The Russian leader may also see the relationship with Kim as a way to raise the specter of nuclear war, exploiting “US and South Korean concerns about North Korea,” so that “Ukraine’s friends will compel it to seek a negotiated ‘solution’ on Russia’s terms,” Erath added.

Putin laid out his peace conditions on Friday ahead of a Ukraine-backed international peace summit over the weekend that Russia did not attend. They included the withdrawal of Ukrainian troops from four partially occupied regions – a position seen as nonstarter by Kyiv and its allies.

And in his letter published in North Korea state media ahead of the visit, Putin framed the two countries as both facing down what he called US efforts to impose a “neocolonialist dictatorship” over the world.

Observers agree that Putin is unlikely at this point to directly help North Korea’s nuclear program, as neither Putin nor his close partner Xi want to see nuclear confrontation in the region.
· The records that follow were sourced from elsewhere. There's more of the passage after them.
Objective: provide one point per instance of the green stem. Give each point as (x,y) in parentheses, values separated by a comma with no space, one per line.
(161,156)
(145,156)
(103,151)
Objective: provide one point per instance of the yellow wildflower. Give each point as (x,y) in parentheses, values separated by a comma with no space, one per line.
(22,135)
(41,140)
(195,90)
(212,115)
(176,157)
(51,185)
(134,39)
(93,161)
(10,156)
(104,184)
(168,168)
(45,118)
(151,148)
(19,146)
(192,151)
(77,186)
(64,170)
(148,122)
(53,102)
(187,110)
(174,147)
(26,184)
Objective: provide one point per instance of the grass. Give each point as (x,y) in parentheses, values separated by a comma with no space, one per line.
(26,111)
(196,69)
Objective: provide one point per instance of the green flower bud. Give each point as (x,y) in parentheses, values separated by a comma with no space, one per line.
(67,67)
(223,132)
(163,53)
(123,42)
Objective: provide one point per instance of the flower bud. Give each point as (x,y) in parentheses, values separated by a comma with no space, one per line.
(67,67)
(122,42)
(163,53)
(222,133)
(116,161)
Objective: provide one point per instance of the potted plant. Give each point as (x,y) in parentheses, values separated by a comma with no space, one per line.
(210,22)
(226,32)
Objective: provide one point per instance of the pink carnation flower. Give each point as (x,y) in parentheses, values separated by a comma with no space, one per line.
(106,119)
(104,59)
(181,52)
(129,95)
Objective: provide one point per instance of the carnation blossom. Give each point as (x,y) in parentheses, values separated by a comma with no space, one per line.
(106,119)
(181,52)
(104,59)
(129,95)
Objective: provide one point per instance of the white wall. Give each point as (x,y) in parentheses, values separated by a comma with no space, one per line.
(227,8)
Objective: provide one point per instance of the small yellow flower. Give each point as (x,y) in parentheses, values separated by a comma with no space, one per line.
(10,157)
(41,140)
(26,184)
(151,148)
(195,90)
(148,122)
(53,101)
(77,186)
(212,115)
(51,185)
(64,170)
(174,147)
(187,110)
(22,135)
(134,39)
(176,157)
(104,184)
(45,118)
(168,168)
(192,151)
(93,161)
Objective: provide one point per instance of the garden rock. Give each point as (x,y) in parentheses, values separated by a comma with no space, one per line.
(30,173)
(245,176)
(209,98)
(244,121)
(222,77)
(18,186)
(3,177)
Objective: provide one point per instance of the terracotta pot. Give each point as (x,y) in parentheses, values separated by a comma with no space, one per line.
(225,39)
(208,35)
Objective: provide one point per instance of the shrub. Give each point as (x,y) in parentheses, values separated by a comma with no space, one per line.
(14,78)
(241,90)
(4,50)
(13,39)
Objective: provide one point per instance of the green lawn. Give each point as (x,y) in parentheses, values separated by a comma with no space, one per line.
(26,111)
But it’s also become clear that growing North Korea-Russia ties, as well as the widening chasm between Russia, China and the West, is impacting international efforts to control North Korea’s weapons program.

Russia in March vetoed a UN resolution to renew an independent panel of experts investigating the country’s violations of Security Council sanctions. China abstained from the vote.

Both countries in recent years have blocked movement in the council related to North Korea as they grew skeptical of US-backed sanctions.

Deepening divisions today contrast collaboration in recent decades between Russia, China and the US, according to former US Ambassador to Russia and National Security Council official Michael McFaul.

He pointed to his experiences during the former US President Barack Obama administration working on nonproliferation efforts related to North Korea and Iran.

“(Then) we were cooperating with the Russians on both of these fronts … we were meeting, we had the same objectives … and the Chinese were with us on lockstep on both of those accounts,” McFaul said in a podcast last month hosted by the Center for Strategic and International Studies think tank.

“Now look at where we’re at today, completely the opposite … we’re not cooperating at all on either of those accounts … that is a brand-new world and a tragic world.”